= Helen Alexander =

Helen Alexander (1654 – March 1729) was a heroine of the Scottish Covenanters in the unequal struggle between the adherents of ancient Presbyterianism and prelacy. She is still today a "household name" in the west of Scotland; in the mountain glens and moors of Ayrshire and Galloway and the Pentlands, chapbooks still tell her marvellous story of courage and devoutness.

==Biography==
Helen Alexander was born at West Linton in 1654, and from her youth up was an earnest Christian. She was a staunch Presbyterian. She "ministered" dauntlessly to the fugitives. She stood by the friendless at the bars. She spent days and nights in prison with "the suffering remnant". She died in March 1729, aged 75.

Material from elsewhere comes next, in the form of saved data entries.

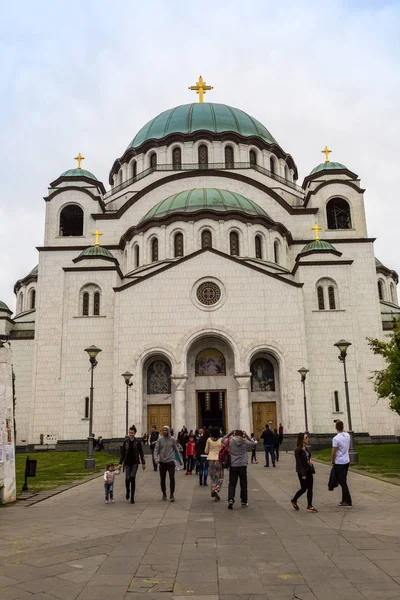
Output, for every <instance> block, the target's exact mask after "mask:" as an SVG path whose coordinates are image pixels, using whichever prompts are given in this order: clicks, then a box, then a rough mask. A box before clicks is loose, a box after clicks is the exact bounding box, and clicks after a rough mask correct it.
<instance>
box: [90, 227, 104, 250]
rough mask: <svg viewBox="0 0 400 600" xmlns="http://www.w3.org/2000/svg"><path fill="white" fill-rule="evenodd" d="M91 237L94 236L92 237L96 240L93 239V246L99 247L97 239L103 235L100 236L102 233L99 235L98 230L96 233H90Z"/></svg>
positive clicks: (97, 239) (102, 234)
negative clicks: (90, 234) (93, 241)
mask: <svg viewBox="0 0 400 600" xmlns="http://www.w3.org/2000/svg"><path fill="white" fill-rule="evenodd" d="M92 235H94V237H95V238H96V239H95V242H94V245H95V246H99V245H100V244H99V237H100V236H101V235H103V234H102V233H100V231H99V230H98V229H96V231H95V232H94V233H92Z"/></svg>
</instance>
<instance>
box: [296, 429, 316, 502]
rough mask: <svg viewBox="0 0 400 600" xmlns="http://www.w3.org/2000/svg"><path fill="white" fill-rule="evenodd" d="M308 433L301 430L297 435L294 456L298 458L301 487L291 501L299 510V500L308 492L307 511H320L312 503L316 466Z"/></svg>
mask: <svg viewBox="0 0 400 600" xmlns="http://www.w3.org/2000/svg"><path fill="white" fill-rule="evenodd" d="M307 444H308V435H307V433H303V432H300V433H299V435H298V436H297V443H296V448H295V451H294V456H295V459H296V473H297V475H298V477H299V481H300V485H301V488H300V489H299V490H298V492H296V494H295V495H294V497H293V498H292V500H291V501H290V502H291V504H292V506H293V508H294V509H295V510H299V506H298V504H297V500H298V499H299V498H300V496H302V495H303V494H305V492H307V512H318V511H317V509H316V508H314V507H313V505H312V494H313V484H314V477H313V473H314V472H315V471H314V466H313V464H312V461H311V452H310V451H309V449H308V448H307Z"/></svg>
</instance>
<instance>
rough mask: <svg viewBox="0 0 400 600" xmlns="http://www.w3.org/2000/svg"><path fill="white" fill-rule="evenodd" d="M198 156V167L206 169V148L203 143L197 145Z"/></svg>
mask: <svg viewBox="0 0 400 600" xmlns="http://www.w3.org/2000/svg"><path fill="white" fill-rule="evenodd" d="M198 157H199V158H198V160H199V165H200V168H202V169H206V168H207V167H208V148H207V146H206V145H205V144H201V145H200V146H199V151H198Z"/></svg>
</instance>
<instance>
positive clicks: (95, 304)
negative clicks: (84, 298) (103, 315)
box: [93, 292, 100, 316]
mask: <svg viewBox="0 0 400 600" xmlns="http://www.w3.org/2000/svg"><path fill="white" fill-rule="evenodd" d="M93 314H94V315H96V316H98V315H99V314H100V292H95V293H94V294H93Z"/></svg>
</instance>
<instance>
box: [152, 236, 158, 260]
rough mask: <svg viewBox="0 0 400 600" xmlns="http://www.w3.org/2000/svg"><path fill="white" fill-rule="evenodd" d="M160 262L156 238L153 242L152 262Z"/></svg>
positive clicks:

Towards the end of her life she dictated many of her experiences to her husband, and the manuscript was published by the Rev. Dr. Robert Simpson, of Sanquhar, in his Voice from the Desert, or the Church in the Wilderness (1856). It is entitled A Short Account of the Lord's Dealing with Helen Alexander, spouse first to Charles Umpherston, tenant in Pentland, and thereafter to James Currie, merchant in Pentland; together with some remarkable passages, providential occurrences, and her support and comfort under them, and deliverance out of them. All collected from her own mouth by her surviving husband. It is scarcely possible to imagine a more artless or a more absolutely truthful narrative of the events of "The Killing Time", as it is still called in Scotland. All the leading Covenanters cross and recross the stage; for in and out of prison Helen Alexander was brought into the closest relations with them all, especially John Welsh, Donald Cargill, David Williamson, Andrew Gullon and James Renwick. Of the last she writes:
In the year 1683 the reverend and worthy Mr. James Renwick came home from Holland, an ordained minister. At first I scrupled to hear him, because it was said he was ordained by such as used the organ in their worship. But being better informed by himself, according as it is recorded in his Life and Death, printed some years ago, I heard him with all freedom, and to my great satisfaction, at Woodhouselee old house, being called there by friends about Edinburgh and Pentland. After this he frequented my house, with several worthy christians, even in the very heat of persecution; and I judged it my duty, in all these hazards, to attend the ordinances administered by him.
And this:
In the year 1687, November 30, I was again married unto James Currie, by the renowned Mr. James Renwick… Some months after this, Mr. Renwick being taken, I went and saw him in prison… And when he was executed, I went along to the Greyfriars' churchyard, took him in my arms until stripped of his clothes, helped to wind him in his graveclothes, and helped to put him into the coffin. This was a most shocking and sinking dispensation, more piercing, wounding, and afflicting than almost any before it.

There are many similar reports of those killed in the Scottish persecution.